What are the 5 types of discipline?
The five types of discipline are:
● Discipline with defined boundaries.
● Gentle correction.
● Discipline that is positive.
● Emotion-coaching.
● Change in behavior.

How do you control a disrespectful child?
Below are the ways to control a disrespectful child:
● Ignore Adolescent Attention-Seeking Behavior.
● Determine the Root Cause.
● When/Then Statements are useful.
● Allow Your Child to Try Again.
● Choose Your Battles.
● Give an Immediate Reaction.
● Make use of restitution.
● Refill the tank of someone else.

What is the best age to discipline a child?
Discipline in its most basic forms can begin as soon as your child is eight months old. When your beautiful bundle begins biting your arm or tugging off your glasses even after you say "no," you'll know it's time to go on your discipline path... and then laughs again and again.
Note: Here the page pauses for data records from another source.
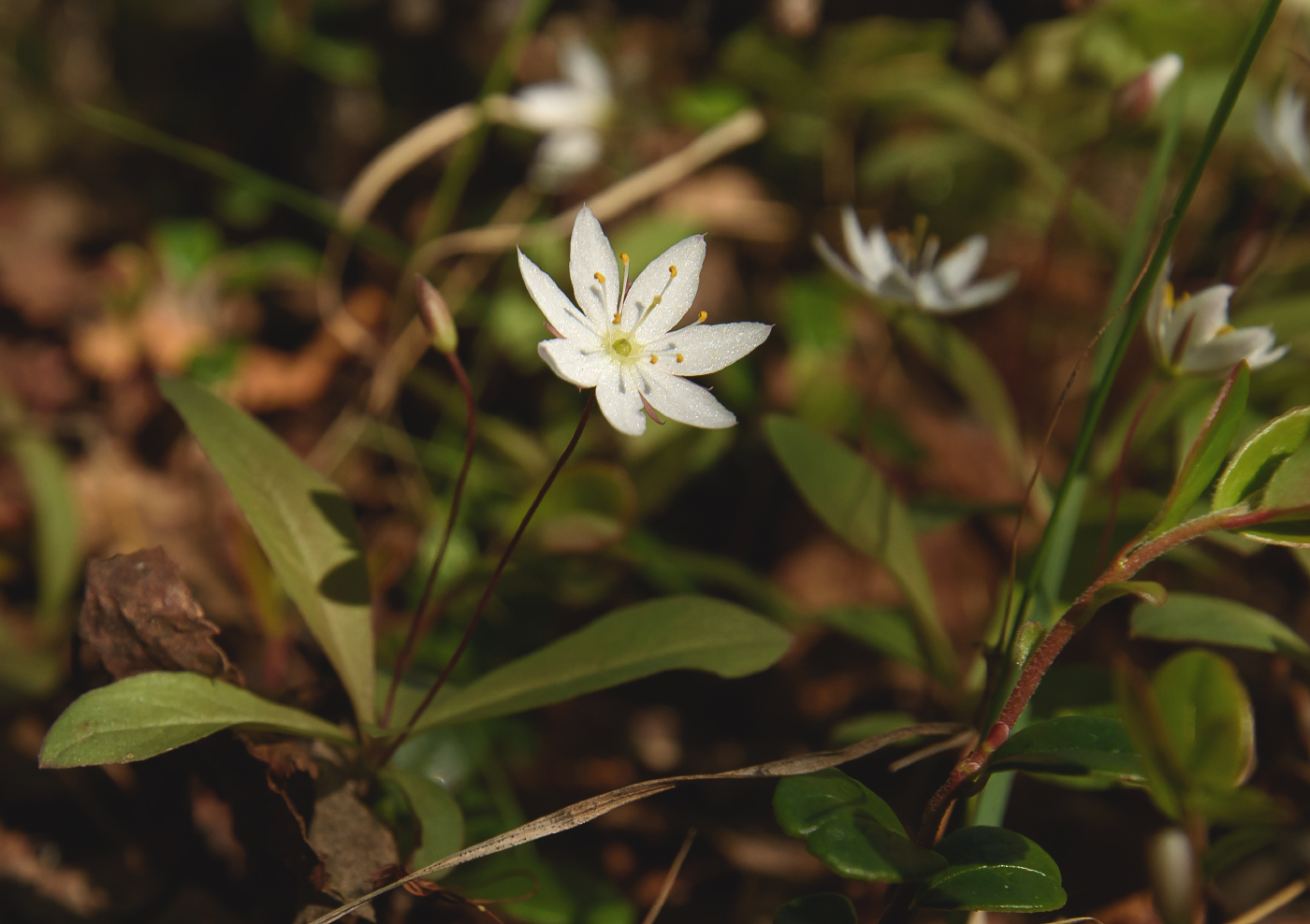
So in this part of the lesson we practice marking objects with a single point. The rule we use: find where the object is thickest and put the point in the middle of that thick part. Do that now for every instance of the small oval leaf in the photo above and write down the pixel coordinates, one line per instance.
(150, 714)
(993, 869)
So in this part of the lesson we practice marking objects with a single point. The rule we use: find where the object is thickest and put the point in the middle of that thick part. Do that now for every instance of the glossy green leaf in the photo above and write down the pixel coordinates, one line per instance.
(150, 714)
(55, 514)
(822, 907)
(802, 803)
(883, 629)
(1191, 616)
(1149, 592)
(1273, 469)
(1208, 453)
(438, 815)
(667, 634)
(1208, 717)
(304, 525)
(860, 507)
(1073, 746)
(993, 869)
(857, 847)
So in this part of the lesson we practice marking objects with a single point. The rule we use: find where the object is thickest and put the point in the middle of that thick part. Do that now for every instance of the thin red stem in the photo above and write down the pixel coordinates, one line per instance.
(456, 498)
(1117, 484)
(495, 576)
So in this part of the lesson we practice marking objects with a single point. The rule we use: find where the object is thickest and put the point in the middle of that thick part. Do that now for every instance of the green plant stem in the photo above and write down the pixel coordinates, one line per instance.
(495, 577)
(370, 237)
(468, 152)
(1137, 300)
(456, 498)
(1132, 559)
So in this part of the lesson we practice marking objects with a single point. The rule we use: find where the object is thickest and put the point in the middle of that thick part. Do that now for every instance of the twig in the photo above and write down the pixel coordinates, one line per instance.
(456, 498)
(670, 878)
(495, 576)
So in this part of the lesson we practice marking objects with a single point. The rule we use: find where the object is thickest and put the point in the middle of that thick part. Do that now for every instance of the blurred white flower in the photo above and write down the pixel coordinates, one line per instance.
(1283, 133)
(897, 274)
(1192, 337)
(570, 111)
(619, 340)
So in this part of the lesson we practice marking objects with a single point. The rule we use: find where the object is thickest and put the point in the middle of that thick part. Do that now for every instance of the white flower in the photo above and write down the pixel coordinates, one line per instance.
(897, 274)
(619, 341)
(1283, 131)
(570, 111)
(1194, 337)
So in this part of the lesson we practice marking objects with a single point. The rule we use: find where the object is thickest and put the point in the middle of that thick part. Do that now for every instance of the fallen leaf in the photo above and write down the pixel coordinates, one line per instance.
(139, 615)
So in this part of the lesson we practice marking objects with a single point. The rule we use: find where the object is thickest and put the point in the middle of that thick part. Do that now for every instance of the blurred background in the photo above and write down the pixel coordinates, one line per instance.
(166, 167)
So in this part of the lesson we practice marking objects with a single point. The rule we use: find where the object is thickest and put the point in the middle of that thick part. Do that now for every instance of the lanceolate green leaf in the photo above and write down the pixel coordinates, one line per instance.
(668, 634)
(1208, 453)
(150, 714)
(438, 815)
(55, 513)
(993, 869)
(860, 507)
(1073, 746)
(1191, 616)
(304, 525)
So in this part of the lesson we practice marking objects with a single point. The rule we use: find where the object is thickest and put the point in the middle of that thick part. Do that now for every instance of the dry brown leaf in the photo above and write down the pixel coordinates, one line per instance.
(590, 809)
(68, 888)
(139, 615)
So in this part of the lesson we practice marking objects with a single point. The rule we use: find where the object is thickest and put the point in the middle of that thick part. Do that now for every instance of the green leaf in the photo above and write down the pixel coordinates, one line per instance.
(802, 803)
(993, 869)
(860, 507)
(439, 818)
(1189, 616)
(1149, 592)
(857, 847)
(55, 513)
(674, 632)
(825, 907)
(1073, 746)
(304, 525)
(150, 714)
(1273, 469)
(1208, 453)
(1208, 717)
(883, 629)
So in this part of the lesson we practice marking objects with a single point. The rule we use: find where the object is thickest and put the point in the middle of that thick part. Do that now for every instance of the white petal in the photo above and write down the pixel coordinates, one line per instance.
(683, 400)
(688, 255)
(547, 107)
(572, 364)
(585, 68)
(554, 304)
(619, 402)
(562, 154)
(707, 348)
(962, 265)
(1225, 351)
(590, 253)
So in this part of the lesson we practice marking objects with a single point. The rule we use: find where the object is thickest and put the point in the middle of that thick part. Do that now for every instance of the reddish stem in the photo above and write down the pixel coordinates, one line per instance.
(495, 576)
(456, 498)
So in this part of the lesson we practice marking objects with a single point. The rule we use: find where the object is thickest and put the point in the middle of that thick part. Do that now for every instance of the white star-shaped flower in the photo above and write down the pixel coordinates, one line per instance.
(570, 111)
(897, 274)
(1283, 133)
(1192, 337)
(621, 339)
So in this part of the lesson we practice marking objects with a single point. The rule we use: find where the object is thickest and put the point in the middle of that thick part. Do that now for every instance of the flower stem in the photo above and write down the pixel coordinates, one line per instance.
(495, 576)
(456, 498)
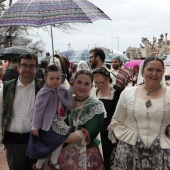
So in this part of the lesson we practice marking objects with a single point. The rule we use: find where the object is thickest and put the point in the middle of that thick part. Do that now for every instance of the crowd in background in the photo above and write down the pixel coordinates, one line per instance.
(115, 123)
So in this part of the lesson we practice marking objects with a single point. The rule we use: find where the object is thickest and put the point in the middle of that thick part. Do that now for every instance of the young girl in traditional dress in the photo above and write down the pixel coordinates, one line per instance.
(49, 130)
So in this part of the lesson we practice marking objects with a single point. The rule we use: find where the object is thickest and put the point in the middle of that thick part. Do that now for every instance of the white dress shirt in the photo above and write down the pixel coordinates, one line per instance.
(22, 110)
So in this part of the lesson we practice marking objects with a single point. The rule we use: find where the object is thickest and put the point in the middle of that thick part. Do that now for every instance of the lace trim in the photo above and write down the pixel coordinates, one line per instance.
(59, 125)
(140, 103)
(97, 109)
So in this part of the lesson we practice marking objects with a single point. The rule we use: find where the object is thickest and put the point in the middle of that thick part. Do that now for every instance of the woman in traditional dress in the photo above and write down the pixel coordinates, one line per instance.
(141, 122)
(87, 116)
(109, 95)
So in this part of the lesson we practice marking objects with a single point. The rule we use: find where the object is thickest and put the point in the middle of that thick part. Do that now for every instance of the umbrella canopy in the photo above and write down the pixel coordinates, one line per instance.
(15, 51)
(85, 55)
(38, 13)
(133, 63)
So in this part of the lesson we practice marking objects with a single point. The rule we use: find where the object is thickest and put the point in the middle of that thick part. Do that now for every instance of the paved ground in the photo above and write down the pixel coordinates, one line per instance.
(3, 162)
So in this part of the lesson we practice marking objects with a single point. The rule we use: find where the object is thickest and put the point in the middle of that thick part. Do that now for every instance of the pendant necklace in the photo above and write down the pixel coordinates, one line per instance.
(148, 93)
(148, 103)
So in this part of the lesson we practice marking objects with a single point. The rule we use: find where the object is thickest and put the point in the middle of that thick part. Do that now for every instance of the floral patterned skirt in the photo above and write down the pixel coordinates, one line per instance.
(139, 157)
(70, 159)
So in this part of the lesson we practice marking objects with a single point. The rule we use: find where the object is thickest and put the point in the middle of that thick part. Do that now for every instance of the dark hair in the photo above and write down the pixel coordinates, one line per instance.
(28, 56)
(152, 58)
(85, 72)
(98, 52)
(51, 68)
(103, 71)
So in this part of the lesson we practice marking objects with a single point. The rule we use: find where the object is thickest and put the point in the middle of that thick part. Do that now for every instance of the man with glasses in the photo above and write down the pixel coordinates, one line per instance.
(18, 97)
(97, 59)
(124, 76)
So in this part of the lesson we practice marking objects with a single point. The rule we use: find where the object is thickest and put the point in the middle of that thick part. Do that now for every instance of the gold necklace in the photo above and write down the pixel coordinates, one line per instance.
(148, 93)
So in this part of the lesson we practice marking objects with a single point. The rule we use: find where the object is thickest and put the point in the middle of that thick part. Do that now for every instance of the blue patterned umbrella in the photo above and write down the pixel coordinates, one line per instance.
(85, 55)
(38, 13)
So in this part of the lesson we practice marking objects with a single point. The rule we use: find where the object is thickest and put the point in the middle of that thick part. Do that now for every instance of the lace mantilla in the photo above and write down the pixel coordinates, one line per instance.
(97, 109)
(127, 101)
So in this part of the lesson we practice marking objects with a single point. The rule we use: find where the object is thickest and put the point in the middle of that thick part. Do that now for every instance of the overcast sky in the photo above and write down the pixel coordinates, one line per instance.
(130, 21)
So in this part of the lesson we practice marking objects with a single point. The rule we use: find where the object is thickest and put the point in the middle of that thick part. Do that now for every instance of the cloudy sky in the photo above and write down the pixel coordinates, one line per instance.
(130, 21)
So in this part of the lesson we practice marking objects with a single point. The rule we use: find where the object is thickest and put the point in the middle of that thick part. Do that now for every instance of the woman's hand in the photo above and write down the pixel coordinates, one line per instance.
(35, 132)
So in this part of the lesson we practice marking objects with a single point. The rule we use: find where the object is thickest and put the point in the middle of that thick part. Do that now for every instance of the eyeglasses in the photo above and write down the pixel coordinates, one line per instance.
(91, 56)
(99, 83)
(31, 66)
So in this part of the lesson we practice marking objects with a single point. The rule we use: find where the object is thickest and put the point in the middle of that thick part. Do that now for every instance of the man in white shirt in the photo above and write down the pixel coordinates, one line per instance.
(18, 98)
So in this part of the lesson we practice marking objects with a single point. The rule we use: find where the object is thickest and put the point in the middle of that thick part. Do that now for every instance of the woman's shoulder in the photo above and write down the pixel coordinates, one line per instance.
(93, 100)
(130, 89)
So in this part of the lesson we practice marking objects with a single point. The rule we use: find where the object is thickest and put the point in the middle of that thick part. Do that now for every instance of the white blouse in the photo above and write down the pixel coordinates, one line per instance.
(132, 119)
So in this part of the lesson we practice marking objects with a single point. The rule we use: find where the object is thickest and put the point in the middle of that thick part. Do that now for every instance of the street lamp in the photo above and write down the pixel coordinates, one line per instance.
(117, 41)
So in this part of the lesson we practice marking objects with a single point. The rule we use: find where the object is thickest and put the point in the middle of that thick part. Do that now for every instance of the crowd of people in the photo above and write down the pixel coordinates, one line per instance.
(84, 116)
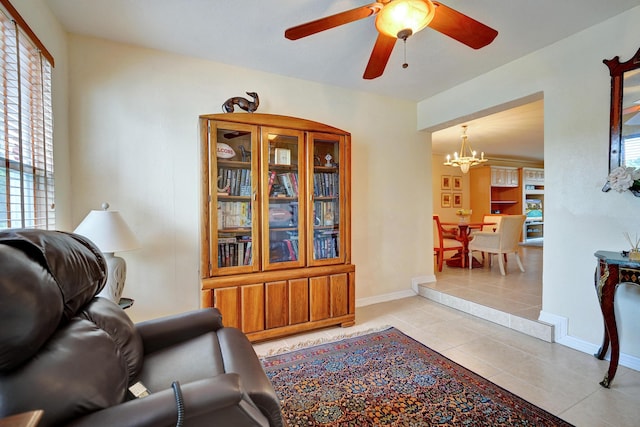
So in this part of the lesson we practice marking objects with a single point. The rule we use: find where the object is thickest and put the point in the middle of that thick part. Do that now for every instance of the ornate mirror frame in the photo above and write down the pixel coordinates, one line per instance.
(625, 104)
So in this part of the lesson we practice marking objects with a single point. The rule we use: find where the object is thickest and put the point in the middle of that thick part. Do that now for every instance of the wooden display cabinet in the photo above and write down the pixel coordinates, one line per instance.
(276, 223)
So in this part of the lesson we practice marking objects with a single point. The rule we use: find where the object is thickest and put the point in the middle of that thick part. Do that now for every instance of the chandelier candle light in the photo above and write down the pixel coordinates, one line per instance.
(467, 156)
(110, 233)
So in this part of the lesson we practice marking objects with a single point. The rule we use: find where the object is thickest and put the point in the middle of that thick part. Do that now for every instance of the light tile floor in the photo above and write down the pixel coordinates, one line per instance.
(516, 293)
(560, 380)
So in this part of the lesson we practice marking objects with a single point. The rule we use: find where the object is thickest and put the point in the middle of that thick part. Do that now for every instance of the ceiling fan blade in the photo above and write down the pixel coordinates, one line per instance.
(326, 23)
(461, 27)
(379, 56)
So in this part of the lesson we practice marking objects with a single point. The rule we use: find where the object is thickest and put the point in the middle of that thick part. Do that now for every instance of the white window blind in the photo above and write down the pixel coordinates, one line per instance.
(26, 127)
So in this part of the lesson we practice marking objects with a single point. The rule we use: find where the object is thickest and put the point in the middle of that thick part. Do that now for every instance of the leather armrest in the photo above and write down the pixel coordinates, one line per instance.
(201, 398)
(166, 331)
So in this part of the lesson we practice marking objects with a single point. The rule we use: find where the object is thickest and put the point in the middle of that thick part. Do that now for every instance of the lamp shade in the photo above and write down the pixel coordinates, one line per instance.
(108, 230)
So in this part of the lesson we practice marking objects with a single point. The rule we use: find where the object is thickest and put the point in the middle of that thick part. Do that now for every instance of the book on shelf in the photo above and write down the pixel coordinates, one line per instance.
(326, 244)
(238, 181)
(326, 184)
(272, 178)
(234, 215)
(287, 180)
(234, 251)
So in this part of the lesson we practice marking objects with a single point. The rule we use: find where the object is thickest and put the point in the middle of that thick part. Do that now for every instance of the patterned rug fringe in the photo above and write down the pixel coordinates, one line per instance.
(318, 341)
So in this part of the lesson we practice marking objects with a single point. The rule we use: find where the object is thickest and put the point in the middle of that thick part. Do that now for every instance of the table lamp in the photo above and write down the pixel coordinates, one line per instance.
(110, 234)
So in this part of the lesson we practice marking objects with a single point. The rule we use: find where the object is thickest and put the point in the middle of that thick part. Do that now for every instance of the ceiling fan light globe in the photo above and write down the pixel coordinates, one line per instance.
(402, 15)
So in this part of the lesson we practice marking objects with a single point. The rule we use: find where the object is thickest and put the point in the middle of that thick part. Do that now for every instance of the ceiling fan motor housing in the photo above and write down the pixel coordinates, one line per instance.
(398, 16)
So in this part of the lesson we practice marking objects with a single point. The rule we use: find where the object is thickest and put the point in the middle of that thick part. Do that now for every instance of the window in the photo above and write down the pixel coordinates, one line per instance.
(26, 126)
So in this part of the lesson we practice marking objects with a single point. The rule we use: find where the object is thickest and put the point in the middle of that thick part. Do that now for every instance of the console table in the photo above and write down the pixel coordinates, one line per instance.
(613, 269)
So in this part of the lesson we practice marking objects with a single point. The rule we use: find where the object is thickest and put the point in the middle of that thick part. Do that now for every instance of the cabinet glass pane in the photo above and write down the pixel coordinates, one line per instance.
(234, 197)
(326, 199)
(284, 189)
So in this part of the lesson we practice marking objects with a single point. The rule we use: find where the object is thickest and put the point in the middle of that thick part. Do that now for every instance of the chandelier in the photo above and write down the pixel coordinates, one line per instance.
(467, 156)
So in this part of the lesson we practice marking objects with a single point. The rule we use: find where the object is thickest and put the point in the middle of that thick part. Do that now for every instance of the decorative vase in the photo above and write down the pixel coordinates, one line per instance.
(463, 219)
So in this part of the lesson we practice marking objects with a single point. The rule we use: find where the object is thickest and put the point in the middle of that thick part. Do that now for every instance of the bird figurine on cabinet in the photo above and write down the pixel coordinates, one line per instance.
(243, 103)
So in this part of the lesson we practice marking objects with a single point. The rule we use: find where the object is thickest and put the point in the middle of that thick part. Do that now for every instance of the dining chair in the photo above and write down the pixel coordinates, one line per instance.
(443, 243)
(494, 220)
(501, 242)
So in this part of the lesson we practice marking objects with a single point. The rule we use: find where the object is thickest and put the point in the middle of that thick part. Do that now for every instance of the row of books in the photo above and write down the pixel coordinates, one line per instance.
(326, 184)
(236, 182)
(326, 212)
(283, 184)
(233, 252)
(284, 250)
(234, 215)
(326, 245)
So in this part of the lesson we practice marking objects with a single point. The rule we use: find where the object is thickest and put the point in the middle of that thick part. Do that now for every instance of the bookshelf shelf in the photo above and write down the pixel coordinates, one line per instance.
(533, 203)
(275, 221)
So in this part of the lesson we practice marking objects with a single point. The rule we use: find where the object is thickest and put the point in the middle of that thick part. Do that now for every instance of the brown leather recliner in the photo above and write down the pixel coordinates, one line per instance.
(74, 355)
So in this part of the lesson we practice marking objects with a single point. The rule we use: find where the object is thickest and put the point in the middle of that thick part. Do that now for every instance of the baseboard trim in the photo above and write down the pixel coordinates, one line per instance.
(562, 337)
(559, 324)
(361, 302)
(417, 281)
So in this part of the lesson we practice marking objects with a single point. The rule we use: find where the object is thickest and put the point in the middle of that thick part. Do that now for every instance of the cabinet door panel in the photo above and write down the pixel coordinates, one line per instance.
(319, 298)
(327, 213)
(283, 190)
(298, 301)
(227, 300)
(233, 188)
(277, 313)
(339, 291)
(252, 308)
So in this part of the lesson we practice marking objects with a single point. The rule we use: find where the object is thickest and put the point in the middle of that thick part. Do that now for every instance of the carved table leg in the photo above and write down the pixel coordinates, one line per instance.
(606, 286)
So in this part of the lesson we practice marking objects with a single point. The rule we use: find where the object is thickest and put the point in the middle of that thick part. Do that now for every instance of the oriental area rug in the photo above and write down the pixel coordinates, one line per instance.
(386, 378)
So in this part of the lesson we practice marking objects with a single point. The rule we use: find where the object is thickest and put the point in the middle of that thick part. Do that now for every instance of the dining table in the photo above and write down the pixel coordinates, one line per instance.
(461, 259)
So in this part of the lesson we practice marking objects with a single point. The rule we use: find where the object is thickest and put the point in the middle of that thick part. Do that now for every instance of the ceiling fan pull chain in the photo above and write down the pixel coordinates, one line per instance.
(405, 65)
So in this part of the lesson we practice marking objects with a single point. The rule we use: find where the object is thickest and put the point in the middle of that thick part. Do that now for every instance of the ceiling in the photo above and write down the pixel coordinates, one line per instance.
(250, 33)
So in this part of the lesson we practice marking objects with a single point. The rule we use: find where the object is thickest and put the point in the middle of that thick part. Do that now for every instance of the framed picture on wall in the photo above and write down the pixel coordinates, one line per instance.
(457, 183)
(457, 200)
(445, 182)
(445, 200)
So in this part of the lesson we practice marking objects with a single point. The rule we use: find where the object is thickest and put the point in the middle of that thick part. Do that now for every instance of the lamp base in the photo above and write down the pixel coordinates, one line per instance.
(116, 275)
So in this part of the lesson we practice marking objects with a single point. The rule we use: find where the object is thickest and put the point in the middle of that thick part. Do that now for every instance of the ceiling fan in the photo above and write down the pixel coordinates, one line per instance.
(399, 19)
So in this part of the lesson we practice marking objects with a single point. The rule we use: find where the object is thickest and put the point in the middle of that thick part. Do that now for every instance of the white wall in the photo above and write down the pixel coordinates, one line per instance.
(579, 218)
(134, 143)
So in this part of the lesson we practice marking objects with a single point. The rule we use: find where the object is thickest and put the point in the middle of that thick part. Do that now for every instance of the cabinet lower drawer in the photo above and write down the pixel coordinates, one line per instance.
(270, 305)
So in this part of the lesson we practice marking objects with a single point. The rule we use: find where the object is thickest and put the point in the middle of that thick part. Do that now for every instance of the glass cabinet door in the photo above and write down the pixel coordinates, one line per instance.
(327, 188)
(283, 190)
(234, 164)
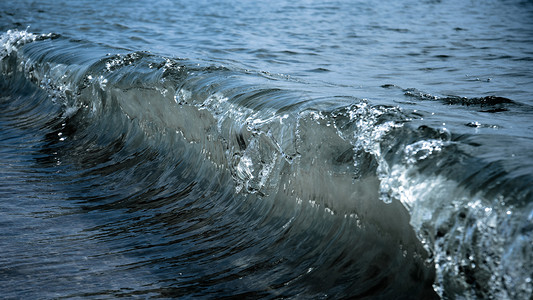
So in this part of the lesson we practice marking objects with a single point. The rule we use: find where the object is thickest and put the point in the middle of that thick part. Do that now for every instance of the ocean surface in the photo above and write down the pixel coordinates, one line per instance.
(266, 149)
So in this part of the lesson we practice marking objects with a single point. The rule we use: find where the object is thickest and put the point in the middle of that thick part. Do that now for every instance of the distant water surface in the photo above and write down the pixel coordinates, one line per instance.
(280, 149)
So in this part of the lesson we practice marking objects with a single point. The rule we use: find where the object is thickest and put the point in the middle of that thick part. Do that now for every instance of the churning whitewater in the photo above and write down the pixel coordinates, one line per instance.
(171, 177)
(280, 149)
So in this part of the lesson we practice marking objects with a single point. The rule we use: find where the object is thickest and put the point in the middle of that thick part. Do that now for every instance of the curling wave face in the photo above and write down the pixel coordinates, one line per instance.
(228, 182)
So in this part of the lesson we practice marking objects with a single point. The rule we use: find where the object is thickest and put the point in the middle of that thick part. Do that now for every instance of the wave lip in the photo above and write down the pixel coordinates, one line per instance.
(324, 180)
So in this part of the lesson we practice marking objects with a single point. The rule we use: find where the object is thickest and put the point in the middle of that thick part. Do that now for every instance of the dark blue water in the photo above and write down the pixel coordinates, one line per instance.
(346, 149)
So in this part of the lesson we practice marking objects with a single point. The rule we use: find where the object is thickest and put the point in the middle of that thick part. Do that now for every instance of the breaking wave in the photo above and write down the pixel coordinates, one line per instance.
(265, 190)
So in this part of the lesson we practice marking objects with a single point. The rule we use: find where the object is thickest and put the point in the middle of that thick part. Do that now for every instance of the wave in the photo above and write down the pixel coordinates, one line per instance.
(353, 198)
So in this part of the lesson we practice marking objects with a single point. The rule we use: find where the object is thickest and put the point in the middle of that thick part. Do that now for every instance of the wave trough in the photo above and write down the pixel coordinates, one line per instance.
(231, 183)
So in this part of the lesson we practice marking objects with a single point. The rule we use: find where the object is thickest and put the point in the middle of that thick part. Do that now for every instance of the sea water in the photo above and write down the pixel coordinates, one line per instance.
(280, 149)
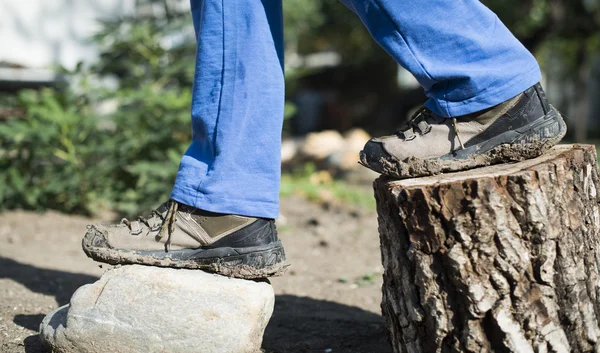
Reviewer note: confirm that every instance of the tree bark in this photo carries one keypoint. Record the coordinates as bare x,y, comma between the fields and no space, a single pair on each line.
498,259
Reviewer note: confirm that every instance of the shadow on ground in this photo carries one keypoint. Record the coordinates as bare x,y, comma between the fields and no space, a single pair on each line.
301,324
59,284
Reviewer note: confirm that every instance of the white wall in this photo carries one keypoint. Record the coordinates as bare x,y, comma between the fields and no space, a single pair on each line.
43,33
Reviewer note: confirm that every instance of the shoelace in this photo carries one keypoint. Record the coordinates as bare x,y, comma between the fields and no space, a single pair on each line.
419,121
168,222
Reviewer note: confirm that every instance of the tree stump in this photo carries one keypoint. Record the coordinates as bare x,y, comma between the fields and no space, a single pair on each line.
497,259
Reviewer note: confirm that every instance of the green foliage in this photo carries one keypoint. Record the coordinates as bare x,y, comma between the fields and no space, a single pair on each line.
53,158
63,148
320,187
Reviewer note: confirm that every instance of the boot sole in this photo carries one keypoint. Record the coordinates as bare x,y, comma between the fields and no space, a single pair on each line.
248,263
527,142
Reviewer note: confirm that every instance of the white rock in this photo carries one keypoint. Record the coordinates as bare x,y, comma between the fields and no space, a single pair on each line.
149,309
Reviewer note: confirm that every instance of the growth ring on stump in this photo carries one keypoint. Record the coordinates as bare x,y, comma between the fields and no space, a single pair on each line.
498,259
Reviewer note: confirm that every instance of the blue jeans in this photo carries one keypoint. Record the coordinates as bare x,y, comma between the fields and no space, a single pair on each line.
459,51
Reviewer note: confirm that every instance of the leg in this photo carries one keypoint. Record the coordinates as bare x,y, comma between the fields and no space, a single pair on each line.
233,163
473,70
220,218
460,52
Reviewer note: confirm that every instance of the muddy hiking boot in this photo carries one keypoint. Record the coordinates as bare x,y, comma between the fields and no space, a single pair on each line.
180,236
521,128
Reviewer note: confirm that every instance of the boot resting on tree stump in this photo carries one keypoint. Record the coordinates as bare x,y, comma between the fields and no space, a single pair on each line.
498,259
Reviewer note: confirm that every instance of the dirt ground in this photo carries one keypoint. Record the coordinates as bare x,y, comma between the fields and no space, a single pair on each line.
327,302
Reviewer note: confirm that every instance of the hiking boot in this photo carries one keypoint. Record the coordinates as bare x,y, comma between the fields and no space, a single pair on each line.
176,235
521,128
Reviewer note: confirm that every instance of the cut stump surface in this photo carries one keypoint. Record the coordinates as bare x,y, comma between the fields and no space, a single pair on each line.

How do you discipline a child without hitting and yelling?
The best methods for disciplining a child without hitting or shouting are:
● Take a break.
● Get someone else to help you.
● Teach them what you expect of them
● Recognize their beneficial actions.
● Timeout
● Repercussions.
● Choose your fights wisely.


Does shouting damage your child?
Studies and evidence have shown that shouting is one of the most ineffective ways of disciplining a child. It can cause more harm and damage than benefit in the long run.

What happens if you keep shouting at a child?
Repeated shouting can have a long-term negative impact on a child's life. Its continued "toxic stress" can result in a variety of undesirable outcomes, including an increased risk of school dropout, depression, drug use, suicide, and heart disease.


Conclusion
Always be prepared to community and interact with them and compliment their great conduct. Set expectations, and if necessary, distract them from something harmful and impose an acceptable penalty if they are at fault. With this, your child will behave in the manner in which you anticipate them to.